I can promise you it won't happen in a million years. More productivity lends to more exploitation, because you can do more with the same unit of work, instead of getting the same result with less work.. Or at least we have decades of data proving that is what realistically happen. So the only way to reduce emissions is either using carbon neutral sources (gas is... not?) or forbidding people from using energy in the first place (and let's be honest, that will not happen.)
That is a tough sell in the current environment. It's a regressive tax, so opposed on both ends of the political spectrum. People on the far right don't believe in climate change, and people on the far left don't believe in market efficiency. With 20% of the world's oil flow crimped in the Strait of Hormuz for who knows how long, higher energy prices is the last thing people want to contemplate.
In the longer run, a carbon tax is the best option. The fossil fuel price shock is a strong signal to produce energy through other means. There are major engineering initiatives around developing cheaper and safer nuclear energy. and it's cheaper now to deploy a solar farm than a coal plant.
A carbon tax would raise money to pay off national debts and encourage consumers and producers to figure out the most efficient way to accomplish their needs while minimizing their carbon footprint. It's a tough sell today, but this is they way to go for a better quality of life tomorrow.
But per-capita greenhouse emissions have been falling in much of the developed world? And you can't really claim with a straight face that productivity has been dropping from 2000 to today.
https://ourworldindata.org/grapher/co-emissions-per-capita?c...
Carbon intensity is not the relevant metric.
And there's no evidence or historic precedent backing your idea that it would go down anyway.

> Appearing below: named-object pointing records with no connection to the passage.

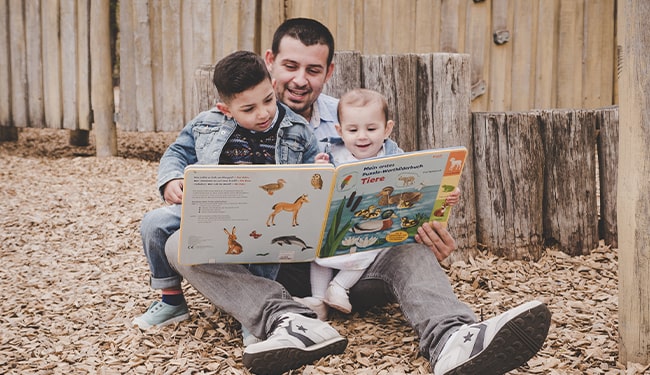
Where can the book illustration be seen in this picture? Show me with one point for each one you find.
(294, 208)
(291, 240)
(354, 207)
(272, 187)
(234, 247)
(317, 181)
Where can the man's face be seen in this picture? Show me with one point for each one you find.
(300, 72)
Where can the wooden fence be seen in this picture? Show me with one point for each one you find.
(532, 179)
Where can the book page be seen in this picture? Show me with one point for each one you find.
(253, 213)
(380, 202)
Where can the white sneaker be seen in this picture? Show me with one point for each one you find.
(337, 297)
(497, 345)
(316, 304)
(296, 341)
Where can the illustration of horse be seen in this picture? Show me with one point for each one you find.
(290, 207)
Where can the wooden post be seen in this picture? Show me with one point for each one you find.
(634, 185)
(101, 77)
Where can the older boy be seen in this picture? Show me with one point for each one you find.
(248, 126)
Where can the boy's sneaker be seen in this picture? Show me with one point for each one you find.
(296, 340)
(316, 305)
(160, 314)
(497, 345)
(337, 297)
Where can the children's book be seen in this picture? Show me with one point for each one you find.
(295, 213)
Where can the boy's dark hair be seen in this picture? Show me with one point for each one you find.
(237, 73)
(308, 31)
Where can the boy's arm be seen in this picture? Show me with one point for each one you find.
(178, 155)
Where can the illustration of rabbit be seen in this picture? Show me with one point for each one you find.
(234, 247)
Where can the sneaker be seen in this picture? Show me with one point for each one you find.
(316, 304)
(337, 297)
(160, 314)
(497, 345)
(295, 341)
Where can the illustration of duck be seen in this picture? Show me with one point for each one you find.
(404, 200)
(291, 240)
(378, 225)
(272, 187)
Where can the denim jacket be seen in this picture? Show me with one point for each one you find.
(390, 147)
(203, 139)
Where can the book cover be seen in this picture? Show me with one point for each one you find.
(294, 213)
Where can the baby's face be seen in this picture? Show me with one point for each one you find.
(363, 130)
(254, 109)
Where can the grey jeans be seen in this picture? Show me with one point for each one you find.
(409, 275)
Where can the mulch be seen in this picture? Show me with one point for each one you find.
(74, 276)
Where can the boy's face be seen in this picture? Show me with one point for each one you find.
(254, 109)
(363, 130)
(300, 72)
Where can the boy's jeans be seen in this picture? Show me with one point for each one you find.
(409, 275)
(155, 229)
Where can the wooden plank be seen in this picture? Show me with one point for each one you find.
(523, 64)
(593, 63)
(568, 84)
(546, 54)
(18, 64)
(172, 116)
(102, 79)
(570, 218)
(34, 57)
(145, 120)
(427, 26)
(347, 73)
(127, 115)
(83, 65)
(633, 182)
(449, 26)
(157, 45)
(272, 16)
(477, 46)
(443, 120)
(608, 167)
(69, 64)
(500, 57)
(5, 83)
(509, 180)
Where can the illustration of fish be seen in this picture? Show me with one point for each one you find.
(345, 181)
(291, 240)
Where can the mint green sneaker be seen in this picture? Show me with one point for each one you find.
(160, 314)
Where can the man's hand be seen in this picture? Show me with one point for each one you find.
(173, 192)
(437, 238)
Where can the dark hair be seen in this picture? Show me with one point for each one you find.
(237, 73)
(308, 31)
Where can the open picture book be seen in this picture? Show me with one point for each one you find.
(295, 213)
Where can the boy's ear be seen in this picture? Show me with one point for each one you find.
(223, 107)
(339, 130)
(389, 128)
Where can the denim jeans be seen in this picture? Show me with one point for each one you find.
(256, 302)
(409, 275)
(156, 227)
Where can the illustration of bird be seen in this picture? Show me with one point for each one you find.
(291, 240)
(345, 181)
(317, 181)
(272, 187)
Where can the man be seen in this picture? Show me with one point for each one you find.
(300, 62)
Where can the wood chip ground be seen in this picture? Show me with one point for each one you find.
(74, 275)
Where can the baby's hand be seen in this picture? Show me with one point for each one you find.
(453, 198)
(173, 192)
(322, 158)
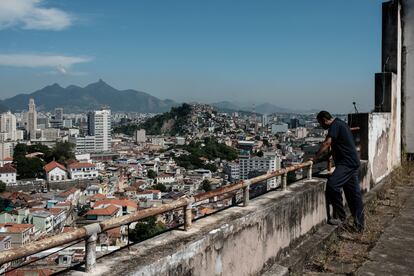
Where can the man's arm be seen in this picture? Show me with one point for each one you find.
(324, 147)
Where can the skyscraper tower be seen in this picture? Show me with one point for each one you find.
(99, 125)
(31, 120)
(8, 125)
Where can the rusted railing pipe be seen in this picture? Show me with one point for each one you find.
(246, 195)
(41, 245)
(310, 171)
(188, 214)
(90, 252)
(284, 181)
(141, 214)
(87, 232)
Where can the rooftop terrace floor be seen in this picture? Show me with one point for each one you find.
(394, 252)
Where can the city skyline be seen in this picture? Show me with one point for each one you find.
(206, 52)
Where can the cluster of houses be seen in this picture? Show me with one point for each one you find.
(56, 172)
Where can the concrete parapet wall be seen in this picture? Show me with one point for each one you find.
(236, 241)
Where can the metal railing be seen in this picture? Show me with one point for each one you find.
(329, 159)
(90, 232)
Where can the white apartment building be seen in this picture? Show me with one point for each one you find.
(6, 150)
(8, 175)
(8, 126)
(232, 169)
(269, 162)
(83, 144)
(140, 136)
(82, 171)
(99, 125)
(31, 120)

I found that a 100 MW datacenter can cost roughly $3.35 billion, with a significant portion going to high-end GPUs like the B100 or H100. For electricity, 100 MW data center can incur annual power costs ranging from $41 million to over $131 million, depending on regional energy prices.
Hardware sitting idle waiting for sunshine/wind is leaving money on the table. Especially if you can burn gas during that time and still be hugely profitable.
Does that comparison mean anything to anybody?
"New AI data center in Utah will generate and consume more than twice the amount of power the entire state uses"
https://www.tomshardware.com/tech-industry/kevin-o-learys-9-...
I wouldn't be surprised if they use this as an excuse to open up public lands for extraction.
It’s quite impressive how the world is unable to reduce greenhouse emissions.
https://ourworldindata.org/co2-emissions
Asia will do what US did in 1979, Jimmy Carter delivered this televised speech on July 15, 1979.
"Point three: To give us energy security, I am asking for the most massive peacetime commitment of funds and resources in our nation's history to develop America's own alternative sources of fuel -- from coal, from oil shale, from plant products for gasohol, from unconventional gas, from the sun."
https://www.pbs.org/wgbh/americanexperience/features/carter-...
All while increasing natural gas prices through blockades and threats of secondary sanctions.
It will make oil billionaires (e.g., like the ones who founded the Daily Wire) very happy.
"Have the potential to", "Morocco". Presumably doesn't count the greenhouse gases emitted by Moroccans using overseas cloud services and AI.
At least the example wasn't Vatican City.